Brazil’s suspended President Dilma Rousseff has promised to call a referendum on early elections in a last-ditch effort to avoid impeachment.

The Senate is due to hold a vote on August 25 on whether to remove Rousseff from office on charges that she doctored fiscal accounts to get re-elected in 2014.

In a public letter to lawmakers and the people she repeated that her impeachment would amount to a coup.

“Those who can judge the president and remove the president for what she did, are the people and only the people, through elections.
I give my full support for a referendum, so the people can decide to call for early elections. And for political and electoral reform as well,” said Rousseff in her open letter.

While the vast majority of Brazilians didn’t approve of Rousseff’s administration in public opinion polls, many also have doubts over whether she should be forced from office.
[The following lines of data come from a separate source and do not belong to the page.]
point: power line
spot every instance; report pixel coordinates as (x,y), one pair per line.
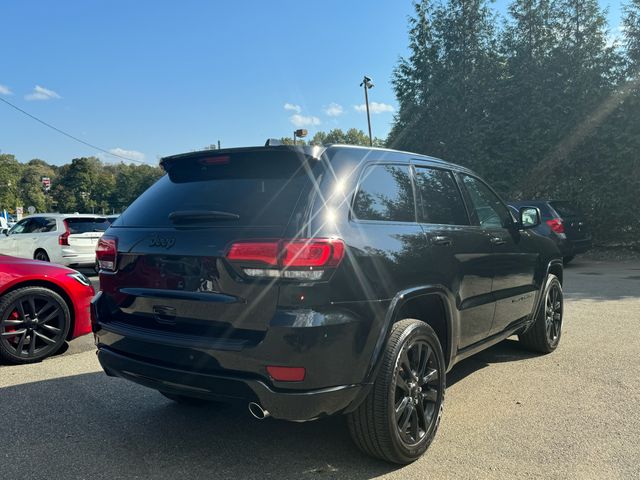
(69,135)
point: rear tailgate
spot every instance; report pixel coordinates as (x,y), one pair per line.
(172,275)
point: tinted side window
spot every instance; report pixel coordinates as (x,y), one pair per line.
(490,210)
(440,198)
(385,193)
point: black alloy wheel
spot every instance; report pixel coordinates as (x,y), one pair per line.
(544,335)
(34,323)
(416,392)
(553,314)
(398,419)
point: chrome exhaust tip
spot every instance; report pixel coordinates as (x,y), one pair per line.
(257,411)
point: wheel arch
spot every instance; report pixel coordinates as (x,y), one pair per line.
(411,302)
(51,286)
(556,268)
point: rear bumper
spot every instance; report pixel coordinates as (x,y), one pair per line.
(223,369)
(295,406)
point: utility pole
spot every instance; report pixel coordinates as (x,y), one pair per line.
(367,84)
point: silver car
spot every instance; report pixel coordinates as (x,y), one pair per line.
(66,239)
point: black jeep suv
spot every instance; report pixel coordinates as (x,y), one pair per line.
(311,281)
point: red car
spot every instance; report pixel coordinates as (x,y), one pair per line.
(42,305)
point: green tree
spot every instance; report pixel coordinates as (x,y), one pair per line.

However Rousseff’s speech is unlikely to move her opponents in the Senate, which last week voted 59 to 21 to move forward with a trial, the final stage in a month-long process that has divided the nation and paralyzed its politics. A vote for her permanent removal, at the end of her trial, requires a two-thirds majority, or 54 votes.

If Rousseff is removed by the Senate, interim President Michel Temer will serve out the rest of her term until 2018.

In addition Rousseff and former President Lula da Silva are reportedly being investigated for allegedly obstructing a corruption probe linked to the oil giant Petrobras.

The move is likely to escalate pressure on the two leading political figures, whose Workers Party has been ensnared for months in an ongoing bribes-for-state contracts scandal known in Brazil as “Operation Car Wash.”